It is as a port that Preston has recently claimed attention. The changes effected since the passing of the Ribble Navigation Act in 1883 have been striking. The marsh which kept the town apart from its river has been drained, and made fit for houses and streets. Woods that were familiar objects in the immediate landscape have disappeared, and the deepening of the channel of the tidal Ribble to admit ships of 1,700 tons has been but a natural result of Arkwright and his spinning-frame, and the cotton industry that superseded the linen-making of the previous century. The new dock, opened by the Duke of Edinburgh in 1892, with the Corporation as its owners, cost a million of money. The scheme made it necessary to divert the course of the Ribble below the town, and the prediction of the eminent engineer, Sir John Coode, that there would be no port in the country with so free a run to the sea, has been fulfilled. Even with the construction of docks, involving three miles’ length of permanent railway sidings, the old charm of the scene is not entirely lost.

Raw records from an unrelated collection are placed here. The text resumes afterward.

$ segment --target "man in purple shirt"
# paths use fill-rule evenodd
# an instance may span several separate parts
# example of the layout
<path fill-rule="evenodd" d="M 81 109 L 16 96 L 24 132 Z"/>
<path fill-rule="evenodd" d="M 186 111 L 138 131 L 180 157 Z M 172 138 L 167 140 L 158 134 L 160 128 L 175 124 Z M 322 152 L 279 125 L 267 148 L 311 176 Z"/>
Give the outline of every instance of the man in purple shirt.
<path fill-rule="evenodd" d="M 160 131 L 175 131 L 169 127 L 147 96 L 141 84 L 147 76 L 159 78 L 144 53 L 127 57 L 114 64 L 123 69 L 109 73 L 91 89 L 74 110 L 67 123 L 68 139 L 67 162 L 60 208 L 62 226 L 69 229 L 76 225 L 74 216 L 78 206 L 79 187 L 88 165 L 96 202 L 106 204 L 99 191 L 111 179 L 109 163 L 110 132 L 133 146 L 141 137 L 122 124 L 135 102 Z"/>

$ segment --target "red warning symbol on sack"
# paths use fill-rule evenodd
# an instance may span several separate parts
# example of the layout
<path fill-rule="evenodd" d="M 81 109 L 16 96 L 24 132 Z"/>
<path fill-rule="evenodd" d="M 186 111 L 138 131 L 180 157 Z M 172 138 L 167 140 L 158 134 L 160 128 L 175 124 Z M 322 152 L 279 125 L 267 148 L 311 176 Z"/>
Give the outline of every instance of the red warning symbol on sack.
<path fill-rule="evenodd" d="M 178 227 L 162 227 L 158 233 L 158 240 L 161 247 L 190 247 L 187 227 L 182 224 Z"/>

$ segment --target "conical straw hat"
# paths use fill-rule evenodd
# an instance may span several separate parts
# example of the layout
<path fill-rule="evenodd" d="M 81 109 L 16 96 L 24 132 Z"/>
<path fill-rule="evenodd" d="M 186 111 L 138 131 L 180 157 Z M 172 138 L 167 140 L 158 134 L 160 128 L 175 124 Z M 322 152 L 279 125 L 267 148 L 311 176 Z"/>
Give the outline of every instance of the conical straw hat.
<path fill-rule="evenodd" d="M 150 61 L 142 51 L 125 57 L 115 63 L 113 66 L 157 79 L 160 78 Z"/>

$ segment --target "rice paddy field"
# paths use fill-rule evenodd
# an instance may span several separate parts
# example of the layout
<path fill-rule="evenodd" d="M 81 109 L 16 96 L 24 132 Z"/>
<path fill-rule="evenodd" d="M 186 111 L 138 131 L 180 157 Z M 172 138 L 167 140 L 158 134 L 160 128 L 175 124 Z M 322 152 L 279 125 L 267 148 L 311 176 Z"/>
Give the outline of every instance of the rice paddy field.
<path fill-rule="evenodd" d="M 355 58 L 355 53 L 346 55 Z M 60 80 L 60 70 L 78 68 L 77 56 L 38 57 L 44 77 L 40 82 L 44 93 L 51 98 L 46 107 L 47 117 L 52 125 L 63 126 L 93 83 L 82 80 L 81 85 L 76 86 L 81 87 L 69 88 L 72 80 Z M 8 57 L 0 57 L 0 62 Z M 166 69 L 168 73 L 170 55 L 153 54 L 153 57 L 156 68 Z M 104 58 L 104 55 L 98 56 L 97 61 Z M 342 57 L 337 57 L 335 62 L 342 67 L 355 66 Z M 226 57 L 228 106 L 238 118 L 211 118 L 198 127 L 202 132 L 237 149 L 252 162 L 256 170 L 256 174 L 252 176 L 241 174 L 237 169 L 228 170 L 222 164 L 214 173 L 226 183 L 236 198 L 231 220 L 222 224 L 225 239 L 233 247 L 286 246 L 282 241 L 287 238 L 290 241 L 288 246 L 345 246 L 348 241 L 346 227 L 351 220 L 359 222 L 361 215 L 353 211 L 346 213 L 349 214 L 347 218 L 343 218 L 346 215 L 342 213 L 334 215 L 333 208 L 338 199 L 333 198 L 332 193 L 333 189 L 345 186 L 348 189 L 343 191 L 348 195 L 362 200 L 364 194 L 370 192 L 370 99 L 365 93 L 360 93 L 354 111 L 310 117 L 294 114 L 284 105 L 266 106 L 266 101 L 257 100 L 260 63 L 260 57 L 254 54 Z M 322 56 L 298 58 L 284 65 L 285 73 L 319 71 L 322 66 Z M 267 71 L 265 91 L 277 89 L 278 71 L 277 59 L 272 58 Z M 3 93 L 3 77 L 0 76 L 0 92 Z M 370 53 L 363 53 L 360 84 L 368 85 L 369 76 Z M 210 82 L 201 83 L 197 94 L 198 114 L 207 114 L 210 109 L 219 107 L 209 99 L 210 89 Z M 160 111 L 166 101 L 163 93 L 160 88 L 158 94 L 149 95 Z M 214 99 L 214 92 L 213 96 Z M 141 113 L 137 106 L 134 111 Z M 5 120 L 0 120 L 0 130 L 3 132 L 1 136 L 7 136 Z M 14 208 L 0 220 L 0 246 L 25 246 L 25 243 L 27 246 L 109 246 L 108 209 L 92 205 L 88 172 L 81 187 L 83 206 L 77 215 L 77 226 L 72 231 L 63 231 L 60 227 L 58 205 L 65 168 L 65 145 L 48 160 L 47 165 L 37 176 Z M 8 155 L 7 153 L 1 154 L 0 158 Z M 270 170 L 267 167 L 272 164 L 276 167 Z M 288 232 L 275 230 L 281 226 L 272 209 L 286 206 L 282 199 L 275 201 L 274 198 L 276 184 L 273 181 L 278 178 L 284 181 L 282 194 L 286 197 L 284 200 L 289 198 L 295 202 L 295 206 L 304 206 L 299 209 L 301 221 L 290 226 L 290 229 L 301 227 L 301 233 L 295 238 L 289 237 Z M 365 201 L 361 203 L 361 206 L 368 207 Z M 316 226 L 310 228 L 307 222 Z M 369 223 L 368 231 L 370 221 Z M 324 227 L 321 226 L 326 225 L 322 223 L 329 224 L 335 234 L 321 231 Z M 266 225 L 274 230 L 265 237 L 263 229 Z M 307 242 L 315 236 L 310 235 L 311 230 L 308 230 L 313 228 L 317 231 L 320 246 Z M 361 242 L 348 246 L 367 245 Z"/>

The brawny shoulders of Longridge Fell may be discerned in the north-east; cattle and sheep graze on the levels; the borders of the Fylde country are in view, and abrupt Rivington Pike is on the remote horizon.

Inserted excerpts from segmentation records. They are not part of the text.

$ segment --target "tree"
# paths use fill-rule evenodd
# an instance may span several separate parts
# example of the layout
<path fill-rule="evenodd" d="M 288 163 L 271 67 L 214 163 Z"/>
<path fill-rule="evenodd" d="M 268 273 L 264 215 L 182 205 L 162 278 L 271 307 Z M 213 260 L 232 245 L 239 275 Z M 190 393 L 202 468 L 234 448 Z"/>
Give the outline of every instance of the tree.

Between the estuary of the Ribble and the south-eastern boundary of Lancaster Bay is the fertile Fylde district, the conformation of which is, roughly speaking, that of a foreshortened peninsula. The Margate and Ramsgate of Lancashire—if Lytham and Blackpool may be so-called—are on the outlying coast, but they are only of interest to us at the present moment from the arrival of the river WYRE at Fleetwood. This is a seaport and military station of what may, without offence, be termed upstart growth. It is but twenty-one miles north of Preston as the railway flies, and it has the double advantage of being a port and a watering-place. Within the memory of persons who heard about the coronation of Queen Victoria, the place where this important harbour is now situated, with its lighthouse ninety feet high and showing a glare that is visible for thirteen miles at sea, was a mere rabbit-warren, its one adornment a dilapidated limekiln. Its population now must be close upon 10,000, and from its docks lines of steamers ply to and from Belfast and the Isle of Man.

WINDERMERE (p. [291]).

The river Wyre, rising near Brennand Fells, on the western side of the Bowland Forest of which previous mention has been made, takes in as a small tributary another river Calder, which rises on Bleasdale Moor, forming part of a ridge of country often exceeding 1,700 feet above sea-level. Wyresdale is noted for its striking combinations of wild and motley fells in recurring variations, alternating with copse and woodland. One of the earliest ecclesiastical sites in Lancashire is St. Michael’s, some miles below Garstang; and, at a point where the river nears the estuary, the Wyre for several miles is protected from the strength of its own current by a series of artificial banks. The old fashioned town of Poulton-le-Fylde overlooks the river where it expands into the salt expanse of Wyre Water, and the estuary, contrary to the usual custom, after broadening out considerably, contracts somewhat sharply at the mouth, at the western point of which is Fleetwood.

Our next river has been characterised by “Faërie Queene” Spenser as

“the stony, shallow Lone,

That to old Loncaster his name doth lend.”